PVH Corp. Stock: Strong Upside Potential (NYSE:PVH)

Facade of CALVIN KLEIN store at night

Robert Way

I have written an article on PVH Corp. (NYSE:PVH) in the last month, and since then, the stock has gone up 41%. I still find significant value in holding the stock. Although the recent quarter result seems disappointing, the company is well positioned, with low debt and considerable liquid assets, which provides significant stability to the business operations.

Recent quarter result

recent quarter results

recent quarter results (recent quarter report)

It should be appreciated that, even in the adverse and recessionary economic environment, the company has maintained its gross margins at considerable levels. In the recent quarter, net sales dropped from $2.2 billion in the same quarter last year to $2.1 billion. Although the company has maintained gross profits, the net profits have turned negative due to significantly higher impairment charges of over $417 million.

Also, over the last nine-month period, the company has performed considerably well, but due to the impairment charges in the latest quarter, the overall performance remained subdued.

goodwill impairment

goodwill impairment (quarterly reports)

Significant goodwill impairment charges came from its two core businesses, Calvin Klein and Tommy Hilfiger. In my last article, I have explained about the stable and long-standing performance of these two businesses, and due to their consistent and high cash flow generating operations, I wasn’t expecting any goodwill impairment.

Although the company has incurred significant impairment charges, there is a significant value of these two brands in the marketplace, which has been helping the company to generate significant gross profits.

Also, due to supply chain issues, the inventory levels have increased significantly from $1.3 billion in the same quarter last year to about $1.8 billion. As a result of such a sharp rise in inventory levels, cash flow from operations has turned negative. In my view, as the supply chain stabilizes, the company could reduce its inventory to normal levels.

This was my first time returning to Korea after COVID where I could in person experience the strong execution of the PVH+ Plan and our Calvin Klein brand in the market. Calvin in Korea is a great example for how executing the PVH+ Plan will drive strong impacts over time across all regions and markets. In Korea, we have taken the key growth drivers of the PVH+ Plan and made them come to life in a uniquely strong way, driving year-to-date revenue growth of plus 22% in local currency. Source

As the management focuses relentlessly on the PVH plus plan, the strategies are expected to drive further business efficiency and operating performance. Based on the company’s performance, it seems that these initiatives are bearing fruit.

Furthermore, the company has refinanced its debt facility, providing the business model significant stability.

Risk factors

As the inventory levels are rising considerably, any weakness in managing working capital might hurt business performance. As the inventory levels have reached significantly higher levels, the company might require a substantial markdown to sell off the excess inventory; in such cases, gross margins might be affected for a considerable period. Also, the risk of inventory write-offs can be a big concern.

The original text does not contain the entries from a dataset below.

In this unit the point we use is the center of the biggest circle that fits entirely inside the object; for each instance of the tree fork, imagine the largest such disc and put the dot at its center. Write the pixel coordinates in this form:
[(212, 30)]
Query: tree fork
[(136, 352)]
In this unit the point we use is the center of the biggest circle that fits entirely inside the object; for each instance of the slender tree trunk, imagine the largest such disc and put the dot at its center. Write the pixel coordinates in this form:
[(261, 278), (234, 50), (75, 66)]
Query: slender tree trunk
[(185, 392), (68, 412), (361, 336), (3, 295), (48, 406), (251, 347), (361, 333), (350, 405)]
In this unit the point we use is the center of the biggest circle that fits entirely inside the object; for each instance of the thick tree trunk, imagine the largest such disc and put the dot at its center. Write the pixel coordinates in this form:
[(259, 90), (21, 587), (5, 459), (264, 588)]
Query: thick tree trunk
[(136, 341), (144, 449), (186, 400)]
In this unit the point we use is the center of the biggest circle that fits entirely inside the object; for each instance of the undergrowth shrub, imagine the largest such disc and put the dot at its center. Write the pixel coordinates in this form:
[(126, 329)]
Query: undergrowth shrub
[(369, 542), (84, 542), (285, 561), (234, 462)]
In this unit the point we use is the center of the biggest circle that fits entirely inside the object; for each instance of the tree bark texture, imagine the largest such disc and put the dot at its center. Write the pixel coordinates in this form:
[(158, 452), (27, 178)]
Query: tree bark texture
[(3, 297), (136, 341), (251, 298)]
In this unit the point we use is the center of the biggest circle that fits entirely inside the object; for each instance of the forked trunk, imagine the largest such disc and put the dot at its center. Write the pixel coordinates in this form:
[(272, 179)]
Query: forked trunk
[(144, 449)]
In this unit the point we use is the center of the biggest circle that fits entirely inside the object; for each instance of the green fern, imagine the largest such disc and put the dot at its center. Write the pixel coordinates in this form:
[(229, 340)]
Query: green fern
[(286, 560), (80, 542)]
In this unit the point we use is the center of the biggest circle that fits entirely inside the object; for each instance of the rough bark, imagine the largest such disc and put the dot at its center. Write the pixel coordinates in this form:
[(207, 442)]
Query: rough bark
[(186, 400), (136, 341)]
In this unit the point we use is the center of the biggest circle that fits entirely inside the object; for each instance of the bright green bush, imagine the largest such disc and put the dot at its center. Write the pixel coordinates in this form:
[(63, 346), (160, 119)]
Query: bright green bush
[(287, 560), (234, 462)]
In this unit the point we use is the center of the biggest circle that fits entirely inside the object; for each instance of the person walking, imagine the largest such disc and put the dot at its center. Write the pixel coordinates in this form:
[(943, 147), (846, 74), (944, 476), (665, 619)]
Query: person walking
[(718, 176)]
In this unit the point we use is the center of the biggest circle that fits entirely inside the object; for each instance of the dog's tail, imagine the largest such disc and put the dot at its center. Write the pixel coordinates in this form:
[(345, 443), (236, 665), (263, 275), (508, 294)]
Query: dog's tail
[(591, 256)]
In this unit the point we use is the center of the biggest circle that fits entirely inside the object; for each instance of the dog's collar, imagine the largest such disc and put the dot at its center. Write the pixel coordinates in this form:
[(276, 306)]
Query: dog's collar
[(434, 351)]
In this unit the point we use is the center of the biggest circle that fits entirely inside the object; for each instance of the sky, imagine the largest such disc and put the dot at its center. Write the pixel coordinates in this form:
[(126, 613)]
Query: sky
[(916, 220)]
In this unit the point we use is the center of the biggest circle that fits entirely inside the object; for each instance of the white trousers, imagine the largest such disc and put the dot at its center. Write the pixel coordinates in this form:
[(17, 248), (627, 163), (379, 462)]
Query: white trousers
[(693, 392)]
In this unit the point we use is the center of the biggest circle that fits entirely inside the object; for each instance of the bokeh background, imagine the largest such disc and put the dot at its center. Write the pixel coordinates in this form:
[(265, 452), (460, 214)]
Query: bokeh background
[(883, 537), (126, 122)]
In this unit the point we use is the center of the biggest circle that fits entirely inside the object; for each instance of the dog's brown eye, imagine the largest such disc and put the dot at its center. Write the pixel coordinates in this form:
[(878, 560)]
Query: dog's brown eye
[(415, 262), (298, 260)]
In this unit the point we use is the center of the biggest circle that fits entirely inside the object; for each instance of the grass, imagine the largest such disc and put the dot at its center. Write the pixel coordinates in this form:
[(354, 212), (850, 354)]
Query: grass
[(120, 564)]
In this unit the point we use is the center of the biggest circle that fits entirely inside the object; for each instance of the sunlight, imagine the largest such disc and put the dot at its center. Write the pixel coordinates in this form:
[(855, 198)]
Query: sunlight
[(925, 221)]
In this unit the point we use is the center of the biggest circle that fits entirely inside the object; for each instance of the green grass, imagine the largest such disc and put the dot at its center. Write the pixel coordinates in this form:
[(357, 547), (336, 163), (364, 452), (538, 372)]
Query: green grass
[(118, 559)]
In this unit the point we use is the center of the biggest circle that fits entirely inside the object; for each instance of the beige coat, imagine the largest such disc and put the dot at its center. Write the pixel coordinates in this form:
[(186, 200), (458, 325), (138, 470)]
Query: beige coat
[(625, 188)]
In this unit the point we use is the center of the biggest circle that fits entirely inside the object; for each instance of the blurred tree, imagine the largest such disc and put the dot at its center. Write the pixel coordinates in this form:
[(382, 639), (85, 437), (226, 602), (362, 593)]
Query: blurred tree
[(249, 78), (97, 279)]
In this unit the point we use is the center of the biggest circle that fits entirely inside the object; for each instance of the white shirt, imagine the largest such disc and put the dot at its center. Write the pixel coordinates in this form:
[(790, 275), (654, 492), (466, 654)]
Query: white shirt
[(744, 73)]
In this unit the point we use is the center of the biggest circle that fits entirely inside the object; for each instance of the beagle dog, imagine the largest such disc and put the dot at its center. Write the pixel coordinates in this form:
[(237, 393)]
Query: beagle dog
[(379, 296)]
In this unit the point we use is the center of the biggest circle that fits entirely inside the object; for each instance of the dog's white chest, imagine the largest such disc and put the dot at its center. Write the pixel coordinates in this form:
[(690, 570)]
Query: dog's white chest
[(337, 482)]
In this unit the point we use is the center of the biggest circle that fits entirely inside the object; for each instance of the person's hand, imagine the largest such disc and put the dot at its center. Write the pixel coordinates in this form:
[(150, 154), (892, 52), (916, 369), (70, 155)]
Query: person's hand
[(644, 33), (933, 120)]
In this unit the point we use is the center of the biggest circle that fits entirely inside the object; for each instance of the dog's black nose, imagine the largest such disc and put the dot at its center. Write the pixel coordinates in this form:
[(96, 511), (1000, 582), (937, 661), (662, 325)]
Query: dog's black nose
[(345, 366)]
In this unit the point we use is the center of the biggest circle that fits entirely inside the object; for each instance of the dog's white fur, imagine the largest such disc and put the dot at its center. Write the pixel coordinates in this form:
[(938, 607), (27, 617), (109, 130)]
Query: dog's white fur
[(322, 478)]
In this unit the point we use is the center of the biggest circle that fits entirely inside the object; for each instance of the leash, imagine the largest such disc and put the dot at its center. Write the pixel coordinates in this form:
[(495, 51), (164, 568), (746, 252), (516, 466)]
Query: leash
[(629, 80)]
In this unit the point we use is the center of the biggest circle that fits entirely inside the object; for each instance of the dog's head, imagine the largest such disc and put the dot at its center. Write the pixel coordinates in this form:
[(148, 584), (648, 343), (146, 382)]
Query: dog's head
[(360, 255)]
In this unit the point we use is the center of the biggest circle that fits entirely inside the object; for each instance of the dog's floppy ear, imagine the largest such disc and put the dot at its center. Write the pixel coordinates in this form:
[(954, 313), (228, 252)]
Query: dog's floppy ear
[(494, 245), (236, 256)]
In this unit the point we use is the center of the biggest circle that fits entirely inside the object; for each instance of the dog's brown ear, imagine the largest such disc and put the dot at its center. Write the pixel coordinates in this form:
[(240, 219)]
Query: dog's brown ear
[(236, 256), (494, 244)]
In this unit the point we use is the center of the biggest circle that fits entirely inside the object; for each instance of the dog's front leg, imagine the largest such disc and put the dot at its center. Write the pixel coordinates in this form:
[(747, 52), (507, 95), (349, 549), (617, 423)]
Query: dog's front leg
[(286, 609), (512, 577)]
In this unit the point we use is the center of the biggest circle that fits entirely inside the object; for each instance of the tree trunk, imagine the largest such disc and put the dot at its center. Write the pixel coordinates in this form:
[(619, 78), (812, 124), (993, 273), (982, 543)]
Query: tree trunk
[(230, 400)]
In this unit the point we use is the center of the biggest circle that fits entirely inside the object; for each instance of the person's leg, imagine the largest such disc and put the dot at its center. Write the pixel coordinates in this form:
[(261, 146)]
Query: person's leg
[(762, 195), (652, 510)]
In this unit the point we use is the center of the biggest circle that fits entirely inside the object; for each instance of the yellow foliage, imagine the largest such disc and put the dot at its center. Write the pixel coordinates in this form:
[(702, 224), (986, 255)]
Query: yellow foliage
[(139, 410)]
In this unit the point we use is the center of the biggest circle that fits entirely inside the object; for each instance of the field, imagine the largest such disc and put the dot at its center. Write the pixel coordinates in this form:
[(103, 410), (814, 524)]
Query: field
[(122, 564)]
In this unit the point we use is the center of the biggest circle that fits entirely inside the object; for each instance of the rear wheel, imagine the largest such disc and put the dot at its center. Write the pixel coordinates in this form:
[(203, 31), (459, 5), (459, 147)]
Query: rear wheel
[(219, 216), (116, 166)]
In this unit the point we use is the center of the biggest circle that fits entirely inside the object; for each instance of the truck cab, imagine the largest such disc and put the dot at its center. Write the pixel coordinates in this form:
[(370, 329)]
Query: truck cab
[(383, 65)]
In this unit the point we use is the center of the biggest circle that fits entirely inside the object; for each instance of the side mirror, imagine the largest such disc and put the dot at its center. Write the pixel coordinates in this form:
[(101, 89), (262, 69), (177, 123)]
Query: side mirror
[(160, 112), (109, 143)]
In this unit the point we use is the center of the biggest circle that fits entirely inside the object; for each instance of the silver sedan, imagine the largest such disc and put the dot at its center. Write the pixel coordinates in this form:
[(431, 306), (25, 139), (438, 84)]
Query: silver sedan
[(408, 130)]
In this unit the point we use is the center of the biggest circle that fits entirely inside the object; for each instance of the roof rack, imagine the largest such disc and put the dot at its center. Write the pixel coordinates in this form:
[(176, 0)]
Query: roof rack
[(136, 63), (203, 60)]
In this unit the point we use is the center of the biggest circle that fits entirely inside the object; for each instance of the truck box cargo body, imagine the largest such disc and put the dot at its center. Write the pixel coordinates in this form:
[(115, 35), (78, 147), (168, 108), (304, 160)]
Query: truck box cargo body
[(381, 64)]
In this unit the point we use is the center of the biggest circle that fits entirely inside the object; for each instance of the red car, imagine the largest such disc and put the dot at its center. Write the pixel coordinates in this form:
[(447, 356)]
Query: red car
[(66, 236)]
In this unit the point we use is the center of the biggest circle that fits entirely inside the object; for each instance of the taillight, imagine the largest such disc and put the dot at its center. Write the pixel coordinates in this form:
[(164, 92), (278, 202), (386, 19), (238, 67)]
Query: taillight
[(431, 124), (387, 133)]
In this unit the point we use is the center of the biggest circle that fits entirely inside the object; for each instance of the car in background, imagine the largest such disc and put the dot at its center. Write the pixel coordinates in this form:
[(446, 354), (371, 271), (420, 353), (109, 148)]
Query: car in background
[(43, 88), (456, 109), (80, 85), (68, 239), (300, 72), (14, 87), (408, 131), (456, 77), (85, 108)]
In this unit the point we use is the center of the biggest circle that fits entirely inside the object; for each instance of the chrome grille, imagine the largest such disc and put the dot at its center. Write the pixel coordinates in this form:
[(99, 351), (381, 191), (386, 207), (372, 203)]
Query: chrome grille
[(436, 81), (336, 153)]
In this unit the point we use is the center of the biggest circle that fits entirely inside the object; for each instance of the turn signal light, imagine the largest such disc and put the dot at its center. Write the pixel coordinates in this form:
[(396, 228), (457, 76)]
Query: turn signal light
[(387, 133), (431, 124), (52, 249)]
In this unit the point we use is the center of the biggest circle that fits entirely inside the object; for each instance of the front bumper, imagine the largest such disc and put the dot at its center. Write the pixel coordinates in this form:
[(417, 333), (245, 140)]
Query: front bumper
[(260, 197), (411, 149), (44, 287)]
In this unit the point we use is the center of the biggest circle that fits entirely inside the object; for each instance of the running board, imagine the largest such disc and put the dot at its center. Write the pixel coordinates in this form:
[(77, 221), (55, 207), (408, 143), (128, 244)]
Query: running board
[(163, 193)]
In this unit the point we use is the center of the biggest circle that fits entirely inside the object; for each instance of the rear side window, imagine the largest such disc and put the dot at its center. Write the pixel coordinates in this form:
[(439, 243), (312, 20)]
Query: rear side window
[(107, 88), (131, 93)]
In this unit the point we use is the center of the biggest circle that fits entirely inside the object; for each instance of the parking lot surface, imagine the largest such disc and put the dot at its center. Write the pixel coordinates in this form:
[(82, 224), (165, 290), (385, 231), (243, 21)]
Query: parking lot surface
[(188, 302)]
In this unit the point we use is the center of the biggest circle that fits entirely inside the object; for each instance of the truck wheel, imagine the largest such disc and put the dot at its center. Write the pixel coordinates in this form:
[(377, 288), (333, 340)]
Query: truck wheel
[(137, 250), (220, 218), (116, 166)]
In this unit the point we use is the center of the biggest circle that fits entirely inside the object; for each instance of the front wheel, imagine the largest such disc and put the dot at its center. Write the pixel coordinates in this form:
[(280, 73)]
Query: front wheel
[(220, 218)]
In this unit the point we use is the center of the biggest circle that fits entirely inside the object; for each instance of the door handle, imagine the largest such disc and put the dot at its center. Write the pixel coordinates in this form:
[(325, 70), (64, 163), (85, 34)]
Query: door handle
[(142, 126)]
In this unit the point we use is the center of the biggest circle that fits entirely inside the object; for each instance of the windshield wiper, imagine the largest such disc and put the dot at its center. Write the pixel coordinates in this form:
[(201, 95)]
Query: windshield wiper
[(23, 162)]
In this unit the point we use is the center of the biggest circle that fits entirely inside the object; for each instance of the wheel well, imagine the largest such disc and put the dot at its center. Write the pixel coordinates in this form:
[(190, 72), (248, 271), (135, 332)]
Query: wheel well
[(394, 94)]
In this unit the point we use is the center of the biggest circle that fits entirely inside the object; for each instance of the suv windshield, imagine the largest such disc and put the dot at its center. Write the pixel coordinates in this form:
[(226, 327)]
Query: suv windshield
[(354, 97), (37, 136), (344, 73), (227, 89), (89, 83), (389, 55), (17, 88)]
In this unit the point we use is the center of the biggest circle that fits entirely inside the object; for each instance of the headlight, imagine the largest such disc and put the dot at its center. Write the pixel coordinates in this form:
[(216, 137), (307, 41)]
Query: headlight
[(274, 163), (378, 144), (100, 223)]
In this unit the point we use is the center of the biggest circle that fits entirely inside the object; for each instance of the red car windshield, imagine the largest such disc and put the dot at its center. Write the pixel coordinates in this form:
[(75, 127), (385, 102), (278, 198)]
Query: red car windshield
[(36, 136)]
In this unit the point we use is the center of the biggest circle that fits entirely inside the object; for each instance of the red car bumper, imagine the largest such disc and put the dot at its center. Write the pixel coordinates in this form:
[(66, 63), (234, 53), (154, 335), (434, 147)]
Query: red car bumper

Furthermore, the company has been facing significant losses over the last few years due to goodwill impairment charges. As the company has significant goodwill assets, the risk of further impairment might persist.

From the above mentioned concerns, the stock price might suffer for upcoming quarters, but the long-term outlooks seem favorable due to the strong brand value.

Conclusion

ratings

ratings (seeking alpha )

As the various investment firms are turning their ratings to buy, the stock price has been increasing consistently from the last few weeks.

Although the company has been facing significant backdrops due to short-term issues, the overall outlook for PVH remains very attractive. Also, the company has been trading for $4.8 billion. In contrast, it has produced over $417 million in net profits during fiscal 2019, which gives the company a P/E of 11. Historically the company had been trading for more than 20 times its earnings. Therefore, it seems that the stock has become significantly undervalued and provides considerable upside potential. I assign a buy rating to the stock.